Конечно, он знал в чем дело. Это было и личным, и не личным одновременно. На него это тоже подействовало, но не настолько сильно. С ней же все было по-другому, будто некий внутренний кристалл разбился в последние двадцать часов.
Не личным, как он предполагал, был запах. Он доносился сквозь открытую дверь балкона, вносимый прохладным утренним ветерком, который позже перейдет во влажную жару, если день не будет отличаться от последних трех-четырех дней. Запаху было трудно дать правильное определение, так чтобы эта голая правда казалась менее болезненной. Можно было сказать, что так пахнут подшившие апельсины или тухлая рыба, иногда так пахнет в метро, когда окна вагона открыты; но ни одно из этих определений не было абсолютно правильным. Это был запах гниющих людей, сотен тысяч тел, разлагающихся под лучами жадного солнца и в закрытых помещениях, вот что это было, только вряд ли приятно было осознавать и признавать эту реальность.
В Манхэттене электричество все еще было, но Ларри не думал, что это продлится долго. Во многих других местах его уже отключили. Прошлой ночью он вышел на балкон, когда Рита уже заснула, и с такой высоты ему было отлично видно, что огни погасли на большей территории Бруклина и во всем Куинсе. А вдоль Сто десятой вплоть до Манхэтгена стояла кромешная тьма. С другой стороны виднелись яркие огни Юнион-Сити и – возможно – Байонн, но Нью-Джерси был погружен в темноту.
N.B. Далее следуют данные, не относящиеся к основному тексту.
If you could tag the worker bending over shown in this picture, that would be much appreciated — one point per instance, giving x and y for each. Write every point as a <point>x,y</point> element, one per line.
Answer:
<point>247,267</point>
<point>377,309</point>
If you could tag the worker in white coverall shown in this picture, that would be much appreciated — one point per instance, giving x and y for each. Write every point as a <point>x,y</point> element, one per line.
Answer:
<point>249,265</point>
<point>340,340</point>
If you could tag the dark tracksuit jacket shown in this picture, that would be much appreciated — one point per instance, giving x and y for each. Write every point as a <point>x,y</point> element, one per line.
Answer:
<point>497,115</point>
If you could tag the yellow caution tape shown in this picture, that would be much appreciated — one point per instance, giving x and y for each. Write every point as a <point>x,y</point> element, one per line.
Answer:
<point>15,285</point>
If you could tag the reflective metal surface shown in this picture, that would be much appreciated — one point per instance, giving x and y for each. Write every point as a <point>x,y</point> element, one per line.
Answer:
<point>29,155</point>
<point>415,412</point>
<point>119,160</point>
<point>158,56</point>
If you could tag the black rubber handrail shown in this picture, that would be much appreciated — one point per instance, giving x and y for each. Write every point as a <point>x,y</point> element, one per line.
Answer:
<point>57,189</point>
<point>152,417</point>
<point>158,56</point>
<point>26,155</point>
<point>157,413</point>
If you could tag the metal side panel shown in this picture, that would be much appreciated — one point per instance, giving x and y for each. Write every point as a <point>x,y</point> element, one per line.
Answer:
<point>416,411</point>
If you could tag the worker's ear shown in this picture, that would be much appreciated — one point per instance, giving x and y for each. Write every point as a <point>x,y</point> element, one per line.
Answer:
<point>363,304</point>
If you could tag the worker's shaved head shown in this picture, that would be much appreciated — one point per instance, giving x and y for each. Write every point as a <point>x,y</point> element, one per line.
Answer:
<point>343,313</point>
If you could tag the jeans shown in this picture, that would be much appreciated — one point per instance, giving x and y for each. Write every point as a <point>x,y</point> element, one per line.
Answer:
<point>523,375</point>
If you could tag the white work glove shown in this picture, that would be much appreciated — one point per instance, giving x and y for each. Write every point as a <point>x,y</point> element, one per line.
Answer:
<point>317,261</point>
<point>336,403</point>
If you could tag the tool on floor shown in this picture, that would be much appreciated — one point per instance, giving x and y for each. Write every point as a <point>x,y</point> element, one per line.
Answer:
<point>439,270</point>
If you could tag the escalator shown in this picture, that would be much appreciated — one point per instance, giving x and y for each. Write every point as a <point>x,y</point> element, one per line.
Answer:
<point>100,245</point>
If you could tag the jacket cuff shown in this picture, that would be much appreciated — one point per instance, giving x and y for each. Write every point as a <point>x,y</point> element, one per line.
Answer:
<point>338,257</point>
Темень означала больше чем утрату освещения. Кроме всего прочего, это еще означало и утрату воздушных кондиционеров и всевозможных современных удобств, которые делали жизнь вполне сносной в этом урбанистическом скопище после середины июня. Но прежде всего это означало, что все те, кто умер в своих домах и апартаментах, теперь разлагались, словно в духовках, и как только Ларри начинал думать об этом, его память возвращалась к тому, что он увидел в туалете. Ему даже во сне снилось это, и в его ночных кошмарах почерневший мужчина оживал и манил пальцем.
На более личном уровне, как предполагал Ларри, Рита была расстроена тем, что они увидели, когда вчера пополудни отправились в парк. Рита смеялась и мило болтала, когда они отправлялись туда, но вернулась она постаревшей.
Призывающий чудовищ лежал на одной из дорожек в луже крови. Его очки с раздавленными линзами валялись рядом с протянутой окаменевшей левой рукой. Очевидно, какое-то чудовище все же добралось до него. Мужчину долго и методично избивали. Ларри его тело напомнило подушечку для булавок.
Рита металась и визжала, а когда ее истерику наконец-то удалось унять, стала настаивать на том, что они должны похоронить его. Так они и сделали. И после их возвращения в ее роскошные апартаменты Рита превратилась в ту женщину, которая предстала перед ним сегодня утром.
– Ничего страшного, – сказал Ларри, небольшой ожог, даже кожа не покраснела.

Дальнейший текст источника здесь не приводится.